A government minister has heaped praise on a Watford-based organisation providing support and assistance to some of the world’s poorest people.

Justine Greening, Secretary of State for International Development, spoke to representatives of Adventist Development and Relief Agency (ADRA) at their St Albans Road base yesterday morning (Monday).

She was joined by Watford MP Richard Harrington to discuss the organisation’s work in remote regions of Burma, which is partly funded by the Department for International Development (DfID).

Ms Greening said: "It was really, really helpful because the global poverty action fund is all about going beyond working with the biggest NGOs in Britain. We are working with medium-sized NGOs such as ADRA and much smaller ones.

"So to get a chance to meet up and hear about their project that we have helped fund is fantastic, and also to hear about how they find working with DfID.

"It’s really common sense development because it’s about helping people to be in a better position to generate their own economic livelihood both as an individual and as a community.

"The effects of this will last long after this project is finished and that is one of the reasons why it has worked so well."

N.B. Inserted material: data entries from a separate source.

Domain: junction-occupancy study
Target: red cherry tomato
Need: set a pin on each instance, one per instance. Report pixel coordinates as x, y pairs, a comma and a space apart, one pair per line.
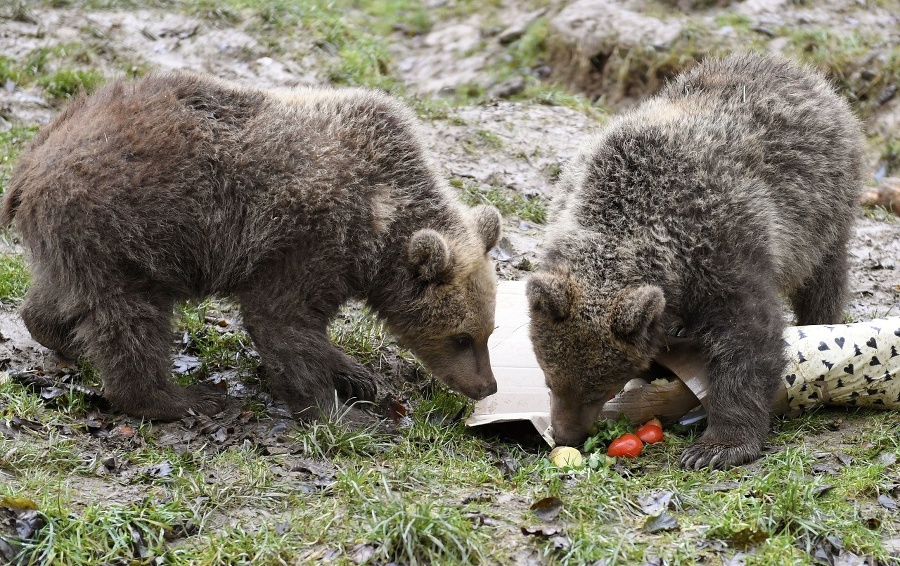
626, 446
650, 433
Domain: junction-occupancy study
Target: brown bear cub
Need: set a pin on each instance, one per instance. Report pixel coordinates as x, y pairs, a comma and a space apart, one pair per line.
183, 186
687, 217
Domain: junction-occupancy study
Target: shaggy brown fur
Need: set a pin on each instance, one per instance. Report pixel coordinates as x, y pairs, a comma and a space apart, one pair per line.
688, 216
183, 186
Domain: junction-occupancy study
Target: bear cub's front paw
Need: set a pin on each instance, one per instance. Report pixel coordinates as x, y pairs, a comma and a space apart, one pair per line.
718, 455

"It is fantastic for Watford, it means there is a skill set here locally that a lot of other communities would love to have."

Mr Harrington added: "It’s very different from the old type of top-down aid where wealth countries gave money to small countries and hoped that enough filtered through.

"This is actually funding a project at grass roots and it’s helping people to set up their own business, survive themselves and build an infrastructure.

"It’s not a short term fix though."

The programme run by ADRA is designed to lift people out of poverty with training in food-processing and start up skills to help with job creation.

Helia Mateus, chief financial officer at ADRA, said: "It’s very encouraging everything the secretary of state said particularly highlighting that we work at grass roots.

"We work with the most vulnerable in the communities and she particularly appreciated what we do.

"We provide them with skills so they can generate some income to support their families, especially the young people who would otherwise have to leave the villages and head to the urban centres possibly to work in factories in the Thai border and sometimes never to be heard of again."